Tom Leader speaks at the UVA School of Architecture AUC Inaugural Workshops
UVA School of Architecture presents the AUC Inaugural Workshops on February 18-19, 2022 a set of workshops launches the research platform Asian Urbanism Collaborative (AUC) through engaged debate on three thematic areas that are identified as crucial for thinking about the future city, and the role the Asian City may play in our understanding and shaping of it: Geopolitics, Culture, and Ecology.
The goal of AUC is to establish a collaborative scholarly community, and to reassess the significance of Asia’s urbanization in the context of European and American experiences in urbanization, by engaging with indigenous non-Western intellectual frameworks. Tom Leader was a presenter at this event with the following topic:
Xiong-an: Can We Start Over on New Cities?

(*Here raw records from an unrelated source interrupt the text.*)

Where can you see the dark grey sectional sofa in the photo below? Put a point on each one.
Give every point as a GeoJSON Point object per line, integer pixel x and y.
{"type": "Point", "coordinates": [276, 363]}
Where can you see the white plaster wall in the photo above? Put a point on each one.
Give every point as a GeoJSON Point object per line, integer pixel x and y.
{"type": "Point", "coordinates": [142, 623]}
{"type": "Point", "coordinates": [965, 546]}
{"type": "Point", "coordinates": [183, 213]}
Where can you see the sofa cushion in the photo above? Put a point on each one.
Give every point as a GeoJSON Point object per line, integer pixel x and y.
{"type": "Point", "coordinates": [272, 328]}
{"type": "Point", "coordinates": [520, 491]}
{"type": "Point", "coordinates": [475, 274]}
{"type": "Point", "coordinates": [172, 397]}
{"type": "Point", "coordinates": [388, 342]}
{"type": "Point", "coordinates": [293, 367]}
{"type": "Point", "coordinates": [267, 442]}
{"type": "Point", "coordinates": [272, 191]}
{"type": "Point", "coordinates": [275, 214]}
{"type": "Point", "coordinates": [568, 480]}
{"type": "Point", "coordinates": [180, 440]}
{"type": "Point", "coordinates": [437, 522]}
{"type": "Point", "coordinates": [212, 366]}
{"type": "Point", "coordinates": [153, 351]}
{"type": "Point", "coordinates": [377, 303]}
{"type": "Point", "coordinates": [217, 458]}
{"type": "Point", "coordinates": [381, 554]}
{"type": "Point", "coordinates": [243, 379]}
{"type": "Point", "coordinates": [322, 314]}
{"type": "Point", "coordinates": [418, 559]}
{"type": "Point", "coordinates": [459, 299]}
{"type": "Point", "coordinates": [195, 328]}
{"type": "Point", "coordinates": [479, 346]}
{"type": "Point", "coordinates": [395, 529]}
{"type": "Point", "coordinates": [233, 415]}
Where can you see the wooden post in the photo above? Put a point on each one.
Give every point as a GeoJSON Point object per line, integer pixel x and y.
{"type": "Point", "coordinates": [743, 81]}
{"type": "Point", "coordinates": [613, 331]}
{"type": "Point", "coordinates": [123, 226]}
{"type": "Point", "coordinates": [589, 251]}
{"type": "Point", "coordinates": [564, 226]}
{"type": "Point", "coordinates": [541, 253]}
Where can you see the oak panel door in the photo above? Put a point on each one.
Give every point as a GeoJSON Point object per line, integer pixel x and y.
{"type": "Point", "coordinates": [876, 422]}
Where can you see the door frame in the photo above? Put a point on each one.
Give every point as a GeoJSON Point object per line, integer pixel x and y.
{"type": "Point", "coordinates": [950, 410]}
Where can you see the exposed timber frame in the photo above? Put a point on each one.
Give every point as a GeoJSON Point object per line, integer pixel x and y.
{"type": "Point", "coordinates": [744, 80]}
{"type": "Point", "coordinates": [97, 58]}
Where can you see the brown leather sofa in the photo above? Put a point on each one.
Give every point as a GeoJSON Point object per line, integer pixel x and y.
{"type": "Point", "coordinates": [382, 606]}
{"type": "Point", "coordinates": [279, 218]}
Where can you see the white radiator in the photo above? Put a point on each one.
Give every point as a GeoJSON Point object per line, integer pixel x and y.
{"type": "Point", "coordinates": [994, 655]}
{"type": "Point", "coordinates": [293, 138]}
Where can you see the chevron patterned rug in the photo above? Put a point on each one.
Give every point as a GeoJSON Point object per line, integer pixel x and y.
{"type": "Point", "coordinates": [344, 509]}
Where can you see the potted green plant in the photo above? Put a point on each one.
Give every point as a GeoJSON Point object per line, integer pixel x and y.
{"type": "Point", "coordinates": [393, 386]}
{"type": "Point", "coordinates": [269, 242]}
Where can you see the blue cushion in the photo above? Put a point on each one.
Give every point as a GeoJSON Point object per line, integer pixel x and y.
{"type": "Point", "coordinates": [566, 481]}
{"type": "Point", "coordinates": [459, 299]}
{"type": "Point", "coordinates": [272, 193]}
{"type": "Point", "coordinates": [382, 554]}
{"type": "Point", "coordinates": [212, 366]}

Tom Leader, Principal and Founder, TLS Landscape Architecture
Within 30 years a billion people will have moved from the country to Chinese cities: the greatest migration in human history. New cities as well as satellites or infills to existing cities have been springing up at a staggering rate to meet this demand. In the rush to build, planning became formulaic; people complain every city now looks the same. Great forests of residential towers, each straining for light and space, crowd against highways. People who may have grown up within a social and ecological fabric tied to the land and each other are now thirty stories in the air, cut off from the earth and the seasons – the agency and meaning of those things disappearing from their lives.
The design and construction Xiong-an is a top government planning priority. As such it is to be exceptional among new cities, demonstrating the heights of new achievements and technologies. As part of the competition’s winning team our question became – Exceptional in what way? We felt the right measure is not in smart systems and landmark towers but simply – How are people living? We sought to answer this question in part through the planning of the neighborhoods and the ecological restoration of Baiyangdian, a huge and fragile shallow lake which the city overlooks. We conceived the city as a tree growing on the shoreline with its trunk green branches extending deep into the crown and the roots deep within the channels of the lake, its reeds and lotus. To express this, we developed an essay into the specific character of nature and open spaces looking through the lens of the 24 Solar Terms – the division of the year into two-week time periods marking the interaction of the seasons with human activity. This essay describes, not a dedicated series of twenty-four themed spaces but the potential of the design to renew the seasonal, nature-based means of structuring modern daily life.